Similarly, it is not good to have an ‘army’ of “foot soldiers” if they are not going to be properly paid and housed, and backed by managers who refuse government requests to modify death certificates, administer untested drugs and work with poorly designed insurance packages that deepen patients’ distrust of doctors.
Also read: ICMR Must Decide if it Is India’s Council for Medical Research or its Master’s Voice
It is not good to harp on a high recovery rate by taking advantage of India’s low scientific literacy (recovery rates increase naturally during an ongoing pandemic). It is incommensurable to say “we want to save each and every Indian” and then draft vague guidelines that help neither doctors nor patients or do science by press release, to claim “over three lakh N95 masks are being made in India today” without noting that the market is flooded with fakes, to hint at plans to “strengthen demand-supply chains in the block, village and zilla levels” without discussing a NITI Aayog proposal to operate government district hospitals in public-private partnership mode.
In effect, Prime Minister Modi uses only the visible – the hardware – to claim India is “better off because of right decisions at the right time”, even though the claim isn’t even true. And even if it were, this is only in terms of one disease, and only in the here and now, at the expense of so many healthcare crises India faces every year.

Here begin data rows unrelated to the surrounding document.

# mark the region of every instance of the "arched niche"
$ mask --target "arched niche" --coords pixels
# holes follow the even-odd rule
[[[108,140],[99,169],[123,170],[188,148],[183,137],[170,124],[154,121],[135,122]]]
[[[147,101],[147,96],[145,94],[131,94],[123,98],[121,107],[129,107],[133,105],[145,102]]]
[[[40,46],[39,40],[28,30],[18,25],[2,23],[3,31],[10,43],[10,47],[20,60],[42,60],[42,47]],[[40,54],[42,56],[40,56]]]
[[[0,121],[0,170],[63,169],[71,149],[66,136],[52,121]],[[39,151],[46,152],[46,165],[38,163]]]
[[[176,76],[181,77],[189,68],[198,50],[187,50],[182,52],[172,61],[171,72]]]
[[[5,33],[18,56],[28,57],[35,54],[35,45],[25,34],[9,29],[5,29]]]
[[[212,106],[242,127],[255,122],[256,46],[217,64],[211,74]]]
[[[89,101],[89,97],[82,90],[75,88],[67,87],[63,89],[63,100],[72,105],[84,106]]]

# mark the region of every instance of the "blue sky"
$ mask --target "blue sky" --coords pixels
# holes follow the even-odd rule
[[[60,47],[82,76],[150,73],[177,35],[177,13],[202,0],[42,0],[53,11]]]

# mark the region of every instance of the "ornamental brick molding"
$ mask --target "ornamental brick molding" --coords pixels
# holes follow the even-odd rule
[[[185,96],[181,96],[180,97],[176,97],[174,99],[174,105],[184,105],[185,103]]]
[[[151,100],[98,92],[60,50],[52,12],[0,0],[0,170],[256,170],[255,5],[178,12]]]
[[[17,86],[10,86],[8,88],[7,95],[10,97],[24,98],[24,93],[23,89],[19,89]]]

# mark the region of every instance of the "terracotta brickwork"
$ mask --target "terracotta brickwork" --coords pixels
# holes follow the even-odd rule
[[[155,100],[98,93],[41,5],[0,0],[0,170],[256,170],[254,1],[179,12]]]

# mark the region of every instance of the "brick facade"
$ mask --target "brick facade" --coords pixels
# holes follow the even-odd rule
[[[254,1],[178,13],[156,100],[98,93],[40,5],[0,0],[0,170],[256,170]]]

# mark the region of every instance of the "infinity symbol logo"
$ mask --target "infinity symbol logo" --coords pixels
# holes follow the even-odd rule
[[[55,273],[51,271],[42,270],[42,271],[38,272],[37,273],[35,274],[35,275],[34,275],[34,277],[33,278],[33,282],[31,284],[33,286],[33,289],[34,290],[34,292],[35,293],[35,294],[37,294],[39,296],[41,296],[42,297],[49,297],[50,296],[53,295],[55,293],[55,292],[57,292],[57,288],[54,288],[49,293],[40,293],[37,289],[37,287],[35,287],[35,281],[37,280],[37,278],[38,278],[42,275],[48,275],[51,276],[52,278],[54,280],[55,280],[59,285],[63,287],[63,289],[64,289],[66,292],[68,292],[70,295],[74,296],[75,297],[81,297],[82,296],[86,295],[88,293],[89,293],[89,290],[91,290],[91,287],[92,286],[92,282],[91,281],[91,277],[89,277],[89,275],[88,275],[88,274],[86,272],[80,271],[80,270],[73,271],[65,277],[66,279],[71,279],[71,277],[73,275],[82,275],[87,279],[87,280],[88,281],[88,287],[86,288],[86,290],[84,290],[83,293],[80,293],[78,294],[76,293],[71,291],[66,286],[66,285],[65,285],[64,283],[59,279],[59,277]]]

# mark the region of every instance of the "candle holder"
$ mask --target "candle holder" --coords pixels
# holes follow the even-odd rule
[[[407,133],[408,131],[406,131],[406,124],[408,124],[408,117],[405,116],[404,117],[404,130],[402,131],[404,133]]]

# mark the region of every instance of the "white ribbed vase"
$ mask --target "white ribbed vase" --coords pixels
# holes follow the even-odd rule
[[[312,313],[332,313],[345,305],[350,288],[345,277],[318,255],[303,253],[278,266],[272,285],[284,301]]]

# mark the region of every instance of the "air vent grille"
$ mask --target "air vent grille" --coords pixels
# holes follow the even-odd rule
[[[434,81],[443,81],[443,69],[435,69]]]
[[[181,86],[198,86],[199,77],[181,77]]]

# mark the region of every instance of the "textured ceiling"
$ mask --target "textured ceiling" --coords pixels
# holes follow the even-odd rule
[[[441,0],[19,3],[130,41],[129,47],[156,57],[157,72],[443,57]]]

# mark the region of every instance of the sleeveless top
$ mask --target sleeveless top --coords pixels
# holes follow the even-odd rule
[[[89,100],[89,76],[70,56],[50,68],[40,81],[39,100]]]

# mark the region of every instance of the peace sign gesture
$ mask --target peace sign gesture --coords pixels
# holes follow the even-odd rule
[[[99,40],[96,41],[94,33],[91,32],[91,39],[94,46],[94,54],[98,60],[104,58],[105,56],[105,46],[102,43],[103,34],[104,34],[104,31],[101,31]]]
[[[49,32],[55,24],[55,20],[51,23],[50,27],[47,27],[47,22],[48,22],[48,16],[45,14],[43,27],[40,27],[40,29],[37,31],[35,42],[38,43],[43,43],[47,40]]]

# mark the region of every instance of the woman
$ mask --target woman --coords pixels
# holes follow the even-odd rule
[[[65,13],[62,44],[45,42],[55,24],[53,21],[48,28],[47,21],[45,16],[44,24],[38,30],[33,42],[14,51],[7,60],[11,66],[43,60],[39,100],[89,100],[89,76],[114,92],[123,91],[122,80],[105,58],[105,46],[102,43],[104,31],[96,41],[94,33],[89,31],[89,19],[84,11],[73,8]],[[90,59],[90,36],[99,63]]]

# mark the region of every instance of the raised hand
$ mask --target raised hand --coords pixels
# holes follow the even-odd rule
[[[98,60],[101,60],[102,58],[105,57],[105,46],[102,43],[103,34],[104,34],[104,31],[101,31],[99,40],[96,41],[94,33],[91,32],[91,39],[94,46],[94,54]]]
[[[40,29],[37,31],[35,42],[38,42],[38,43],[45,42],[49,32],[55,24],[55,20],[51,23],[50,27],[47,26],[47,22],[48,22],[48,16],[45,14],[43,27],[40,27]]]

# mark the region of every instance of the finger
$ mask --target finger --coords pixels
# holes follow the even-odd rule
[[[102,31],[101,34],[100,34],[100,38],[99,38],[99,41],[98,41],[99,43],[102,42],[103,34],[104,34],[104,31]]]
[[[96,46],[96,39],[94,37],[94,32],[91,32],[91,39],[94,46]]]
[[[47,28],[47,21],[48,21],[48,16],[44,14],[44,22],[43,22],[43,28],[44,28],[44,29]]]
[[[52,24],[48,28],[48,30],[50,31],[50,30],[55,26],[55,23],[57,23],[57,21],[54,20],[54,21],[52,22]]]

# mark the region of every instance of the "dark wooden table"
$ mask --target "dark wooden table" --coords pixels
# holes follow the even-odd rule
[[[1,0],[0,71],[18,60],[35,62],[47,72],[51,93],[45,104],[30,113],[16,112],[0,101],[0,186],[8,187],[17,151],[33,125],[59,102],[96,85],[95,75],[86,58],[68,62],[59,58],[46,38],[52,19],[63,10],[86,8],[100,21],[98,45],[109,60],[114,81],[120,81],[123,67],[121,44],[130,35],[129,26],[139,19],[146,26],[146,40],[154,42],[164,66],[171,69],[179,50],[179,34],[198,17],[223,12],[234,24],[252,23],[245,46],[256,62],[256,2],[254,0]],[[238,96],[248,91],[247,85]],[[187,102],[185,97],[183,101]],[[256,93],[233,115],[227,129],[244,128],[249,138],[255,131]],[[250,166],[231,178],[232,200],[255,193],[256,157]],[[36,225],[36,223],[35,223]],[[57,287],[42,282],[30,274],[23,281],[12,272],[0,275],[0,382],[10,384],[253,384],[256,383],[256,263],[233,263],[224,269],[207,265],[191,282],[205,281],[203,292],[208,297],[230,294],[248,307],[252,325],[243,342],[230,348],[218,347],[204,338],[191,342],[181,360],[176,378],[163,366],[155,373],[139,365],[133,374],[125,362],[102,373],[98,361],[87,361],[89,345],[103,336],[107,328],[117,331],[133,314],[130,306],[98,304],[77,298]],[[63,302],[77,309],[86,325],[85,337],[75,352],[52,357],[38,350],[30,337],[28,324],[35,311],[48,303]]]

He has instead ignored the invisible – the ‘software’ – to be able to cherry-pick to make his government’s limited work look better. But zoom out and you can see the cherry tree has thousands of branches left barren both by years of neglect and poor policies at the present time. His government is as much to blame as the ones that came before but many of these specific missteps are his government’s alone. And who knows, we may just be rewarded with India hitting 2 million cases on the Bharatiya Janata Party’s big ticket day, August 5.